La Cour administrative d’appel de Nantes a récemment été conduite à faire application des dispositions de l’article L.1224-1 du code du travail relatives aux effets d’un changement de titulaire d’un marché public sur les contrats de travail en cours (CAA Nantes 29 septembre 2017, n° 15NT03895).
Une entreprise de restauration collective et de vente de plats cuisiné avait embauché une salariée par un contrat de travail à durée indéterminée et à temps plein. Dans le cadre d’un marché conclu avec un centre communal d’action sociale (CCAS), elle avait notamment en charge la livraison de repas auprès de personnes inscrites sur une liste fournie par ce dernier. Au terme d’une procédure d’appel d’offres, le marché a été attribué à un autre prestataire. Le titulaire sortant a souhaité transférer le contrat de travail de ladite salariée à l’opérateur économique entrant, sur le fondement des dispositions législatives précitées. La salariée détenant les mandats de membre titulaire du comité d’hygiène, de sécurité et des conditions de travail (CHSCT) et de membre suppléant de la délégation unique du personnel, le titulaire sortant a sollicité l’inspecteur du travail qui lui a refusé l’autorisation de transfert.
La Cour rejette la requête du titulaire sortant tendant à l’annulation de cette décision de refus.
L’article L.1224-1 du code du travail dispose : « Lorsque survient une modification dans la situation juridique de l’employeur, notamment par succession, vente, fusion, transformation du fonds, mise en société de l’entreprise, tous les contrats de travail en cours au jour de la modification subsistent entre le nouvel employeur et le personnel de l’entreprise. »
Conformément à une jurisprudence établie, cette disposition ne s’applique qu’en cas de transfert par un employeur à un autre employeur d’une entité économique autonome conservant son identité et dont l’activité est poursuivie ou reprise par le nouvel employeur.
La Cour rappelle que « constitue une entité économique autonome un ensemble organisé de personnes et d’éléments corporels ou incorporels permettant l’exercice d’une activité économique qui poursuit un objectif économique propre ; le transfert d’une telle entité ne s’opère que si des moyens corporels ou incorporels significatifs et nécessaires à l’exploitation de l’entité sont repris, directement ou indirectement, par un autre exploitant ».
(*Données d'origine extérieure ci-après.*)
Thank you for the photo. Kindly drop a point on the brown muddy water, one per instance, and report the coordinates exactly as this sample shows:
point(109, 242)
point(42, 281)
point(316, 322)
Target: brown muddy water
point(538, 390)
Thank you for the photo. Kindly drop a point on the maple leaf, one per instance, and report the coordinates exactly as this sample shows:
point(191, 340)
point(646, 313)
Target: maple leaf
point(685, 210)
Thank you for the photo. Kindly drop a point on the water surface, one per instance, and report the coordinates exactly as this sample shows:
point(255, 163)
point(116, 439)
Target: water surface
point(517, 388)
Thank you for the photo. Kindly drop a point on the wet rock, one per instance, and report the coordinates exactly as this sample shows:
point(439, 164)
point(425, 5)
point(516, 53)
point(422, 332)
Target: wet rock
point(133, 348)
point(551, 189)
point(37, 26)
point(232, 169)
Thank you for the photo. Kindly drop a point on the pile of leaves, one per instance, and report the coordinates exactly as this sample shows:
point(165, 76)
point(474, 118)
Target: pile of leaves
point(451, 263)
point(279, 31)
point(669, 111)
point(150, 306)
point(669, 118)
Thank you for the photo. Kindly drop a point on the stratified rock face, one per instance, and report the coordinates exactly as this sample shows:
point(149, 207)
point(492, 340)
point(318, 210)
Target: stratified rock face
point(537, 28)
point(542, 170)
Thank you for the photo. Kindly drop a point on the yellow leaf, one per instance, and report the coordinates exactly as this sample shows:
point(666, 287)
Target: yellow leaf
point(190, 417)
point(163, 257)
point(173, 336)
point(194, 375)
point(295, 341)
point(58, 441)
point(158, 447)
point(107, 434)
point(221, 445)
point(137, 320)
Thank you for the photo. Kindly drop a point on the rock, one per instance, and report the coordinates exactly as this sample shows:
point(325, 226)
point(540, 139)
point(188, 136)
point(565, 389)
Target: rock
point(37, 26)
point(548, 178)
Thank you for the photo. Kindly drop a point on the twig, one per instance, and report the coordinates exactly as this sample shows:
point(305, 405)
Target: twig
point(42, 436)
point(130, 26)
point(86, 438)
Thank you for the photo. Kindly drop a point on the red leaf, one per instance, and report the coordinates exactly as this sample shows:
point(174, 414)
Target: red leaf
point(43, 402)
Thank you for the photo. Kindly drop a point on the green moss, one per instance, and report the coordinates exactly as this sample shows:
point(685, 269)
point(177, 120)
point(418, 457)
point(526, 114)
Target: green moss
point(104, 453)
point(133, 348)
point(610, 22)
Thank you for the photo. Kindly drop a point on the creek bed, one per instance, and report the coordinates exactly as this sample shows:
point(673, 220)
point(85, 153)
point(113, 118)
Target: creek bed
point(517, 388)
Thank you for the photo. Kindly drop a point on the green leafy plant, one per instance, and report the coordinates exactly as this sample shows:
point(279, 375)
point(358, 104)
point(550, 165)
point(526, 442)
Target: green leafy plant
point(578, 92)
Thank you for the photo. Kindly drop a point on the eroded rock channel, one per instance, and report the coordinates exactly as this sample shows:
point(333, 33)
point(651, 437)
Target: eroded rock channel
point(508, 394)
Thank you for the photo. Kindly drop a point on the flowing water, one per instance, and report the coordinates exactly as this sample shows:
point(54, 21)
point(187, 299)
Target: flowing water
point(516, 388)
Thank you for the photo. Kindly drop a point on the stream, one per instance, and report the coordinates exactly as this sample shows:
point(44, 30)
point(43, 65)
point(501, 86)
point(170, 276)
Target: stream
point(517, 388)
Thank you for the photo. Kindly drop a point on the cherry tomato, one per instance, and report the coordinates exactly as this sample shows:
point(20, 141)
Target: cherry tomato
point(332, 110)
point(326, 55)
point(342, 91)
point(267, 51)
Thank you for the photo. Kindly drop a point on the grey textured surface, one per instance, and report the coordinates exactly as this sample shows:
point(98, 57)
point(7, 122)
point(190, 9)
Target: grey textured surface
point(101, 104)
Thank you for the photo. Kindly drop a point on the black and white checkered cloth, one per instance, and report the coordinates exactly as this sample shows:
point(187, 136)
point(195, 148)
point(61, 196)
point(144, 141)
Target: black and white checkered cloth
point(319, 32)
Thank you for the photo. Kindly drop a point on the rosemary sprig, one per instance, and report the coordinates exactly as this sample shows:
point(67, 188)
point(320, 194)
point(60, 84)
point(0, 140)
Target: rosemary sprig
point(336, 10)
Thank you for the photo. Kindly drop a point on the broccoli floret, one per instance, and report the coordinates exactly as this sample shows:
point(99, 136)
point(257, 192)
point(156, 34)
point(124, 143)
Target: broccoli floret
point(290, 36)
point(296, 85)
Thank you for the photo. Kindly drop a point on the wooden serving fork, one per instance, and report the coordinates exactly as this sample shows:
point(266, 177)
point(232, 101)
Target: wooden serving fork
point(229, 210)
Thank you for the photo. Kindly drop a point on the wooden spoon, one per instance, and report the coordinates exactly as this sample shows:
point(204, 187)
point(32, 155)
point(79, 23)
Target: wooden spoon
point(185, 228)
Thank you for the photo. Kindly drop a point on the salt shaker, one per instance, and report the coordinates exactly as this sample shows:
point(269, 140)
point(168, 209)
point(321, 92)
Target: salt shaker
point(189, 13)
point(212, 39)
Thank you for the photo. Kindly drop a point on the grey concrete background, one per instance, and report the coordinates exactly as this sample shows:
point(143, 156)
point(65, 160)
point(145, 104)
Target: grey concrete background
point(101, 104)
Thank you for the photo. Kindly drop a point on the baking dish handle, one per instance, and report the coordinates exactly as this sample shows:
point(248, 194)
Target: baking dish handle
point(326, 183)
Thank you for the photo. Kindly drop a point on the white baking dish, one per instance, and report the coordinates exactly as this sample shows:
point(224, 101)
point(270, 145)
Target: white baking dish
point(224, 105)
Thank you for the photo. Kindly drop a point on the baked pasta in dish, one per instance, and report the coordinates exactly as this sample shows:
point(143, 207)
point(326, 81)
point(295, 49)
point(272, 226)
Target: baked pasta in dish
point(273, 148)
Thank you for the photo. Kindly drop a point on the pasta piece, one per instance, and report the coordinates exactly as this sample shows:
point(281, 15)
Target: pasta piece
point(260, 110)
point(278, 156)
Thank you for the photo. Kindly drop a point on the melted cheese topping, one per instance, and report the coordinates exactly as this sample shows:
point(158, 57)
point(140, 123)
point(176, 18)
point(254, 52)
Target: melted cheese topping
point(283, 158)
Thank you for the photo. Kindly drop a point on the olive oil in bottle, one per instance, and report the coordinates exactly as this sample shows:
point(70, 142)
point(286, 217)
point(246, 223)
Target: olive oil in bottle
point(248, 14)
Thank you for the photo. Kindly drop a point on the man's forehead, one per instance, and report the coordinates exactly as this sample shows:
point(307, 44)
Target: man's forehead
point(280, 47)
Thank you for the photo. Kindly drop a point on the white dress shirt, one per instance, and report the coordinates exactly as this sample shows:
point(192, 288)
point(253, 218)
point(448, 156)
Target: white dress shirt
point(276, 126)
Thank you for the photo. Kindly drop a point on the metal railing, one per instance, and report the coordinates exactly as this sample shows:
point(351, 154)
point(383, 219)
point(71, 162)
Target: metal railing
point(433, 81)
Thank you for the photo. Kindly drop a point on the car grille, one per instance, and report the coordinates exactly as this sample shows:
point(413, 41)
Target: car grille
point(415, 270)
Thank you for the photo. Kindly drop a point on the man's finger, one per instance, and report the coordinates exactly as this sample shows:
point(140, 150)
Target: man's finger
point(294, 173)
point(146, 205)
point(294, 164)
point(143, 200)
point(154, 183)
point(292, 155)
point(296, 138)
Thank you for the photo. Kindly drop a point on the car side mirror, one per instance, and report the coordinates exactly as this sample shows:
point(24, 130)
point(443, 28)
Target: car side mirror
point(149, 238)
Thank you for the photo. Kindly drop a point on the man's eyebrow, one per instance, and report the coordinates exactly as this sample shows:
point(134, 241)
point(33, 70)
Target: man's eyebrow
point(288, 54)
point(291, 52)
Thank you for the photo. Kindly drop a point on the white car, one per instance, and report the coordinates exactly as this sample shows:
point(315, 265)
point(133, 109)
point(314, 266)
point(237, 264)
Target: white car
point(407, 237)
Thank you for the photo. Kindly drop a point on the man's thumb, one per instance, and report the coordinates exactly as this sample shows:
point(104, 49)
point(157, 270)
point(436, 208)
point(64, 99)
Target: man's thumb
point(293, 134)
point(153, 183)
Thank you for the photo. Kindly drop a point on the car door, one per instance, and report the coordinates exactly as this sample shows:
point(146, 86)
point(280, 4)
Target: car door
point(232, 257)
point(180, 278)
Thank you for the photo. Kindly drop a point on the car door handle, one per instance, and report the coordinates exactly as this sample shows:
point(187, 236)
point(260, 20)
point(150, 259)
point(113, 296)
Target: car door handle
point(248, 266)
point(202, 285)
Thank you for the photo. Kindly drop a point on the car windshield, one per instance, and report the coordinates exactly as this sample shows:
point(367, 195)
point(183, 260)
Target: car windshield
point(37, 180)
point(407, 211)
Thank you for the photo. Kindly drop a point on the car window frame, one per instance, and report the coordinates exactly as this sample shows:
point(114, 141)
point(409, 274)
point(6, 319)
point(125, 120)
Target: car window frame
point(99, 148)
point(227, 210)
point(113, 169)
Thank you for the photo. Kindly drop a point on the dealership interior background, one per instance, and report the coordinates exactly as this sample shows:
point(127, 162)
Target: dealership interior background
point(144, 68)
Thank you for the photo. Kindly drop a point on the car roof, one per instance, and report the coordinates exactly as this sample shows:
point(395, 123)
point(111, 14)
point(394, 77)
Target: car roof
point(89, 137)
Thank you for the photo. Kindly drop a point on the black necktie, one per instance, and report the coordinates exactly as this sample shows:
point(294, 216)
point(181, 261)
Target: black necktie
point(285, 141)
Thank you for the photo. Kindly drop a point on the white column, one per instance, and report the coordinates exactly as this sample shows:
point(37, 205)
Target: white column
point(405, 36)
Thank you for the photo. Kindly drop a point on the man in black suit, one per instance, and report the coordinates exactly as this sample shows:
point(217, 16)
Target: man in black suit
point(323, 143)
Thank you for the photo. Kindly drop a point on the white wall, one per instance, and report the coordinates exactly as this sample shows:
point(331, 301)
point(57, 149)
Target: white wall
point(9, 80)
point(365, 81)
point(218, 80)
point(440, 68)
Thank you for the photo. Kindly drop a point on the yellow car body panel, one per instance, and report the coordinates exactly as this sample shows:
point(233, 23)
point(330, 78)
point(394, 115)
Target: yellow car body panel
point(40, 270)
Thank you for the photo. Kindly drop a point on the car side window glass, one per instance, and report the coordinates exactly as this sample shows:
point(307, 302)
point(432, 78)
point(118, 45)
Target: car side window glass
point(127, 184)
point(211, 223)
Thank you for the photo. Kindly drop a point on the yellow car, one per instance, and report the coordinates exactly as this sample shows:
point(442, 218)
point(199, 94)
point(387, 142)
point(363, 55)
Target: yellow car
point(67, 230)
En l’espèce, la Cour considère que si la confection des repas était réalisée au sein d’une des cuisines centrales du titulaire sortant, « aucun moyen ou organisation spécifiques n’a été mis en œuvre pour constituer une entité distincte et détachable des activités de production et de service qu’elle [effectuait] auprès d’autres clients ; que, de plus, [il] n’a sollicité le transfert des contrats de travail (…) que pour les deux seuls salariés (…) affectés à la livraison des repas ; qu’il est constant que Mme D…, qui a été embauché à temps plein, sur un contrat à durée indéterminé, ne consacrait pour la livraison des clients du CCAS que trois heures de travail environ sur les sept heures quotidiennes et qu’aucun moyen matériel d’exploitation, en particulier les camions frigorifiques, n’a été transféré au profit de [l’opérateur économique entrant] alors qu’au surplus, la seule affectation de salariés à l’exécution d’un marché ne suffit pas à caractériser une entité économique autonome. »
En règle générale, l’attribution d’un marché public n’emporte pas application des dispositions précitées de l’article L.1224-1 du code du travail. Il en va différemment en matière de délégation de service public. Dans certaines branches d’activité, les partenaires sociaux ont toutefois convenu que, à défaut d’application de ces dispositions légales, le transfert des contrats de travail pourrait être opéré conventionnellement.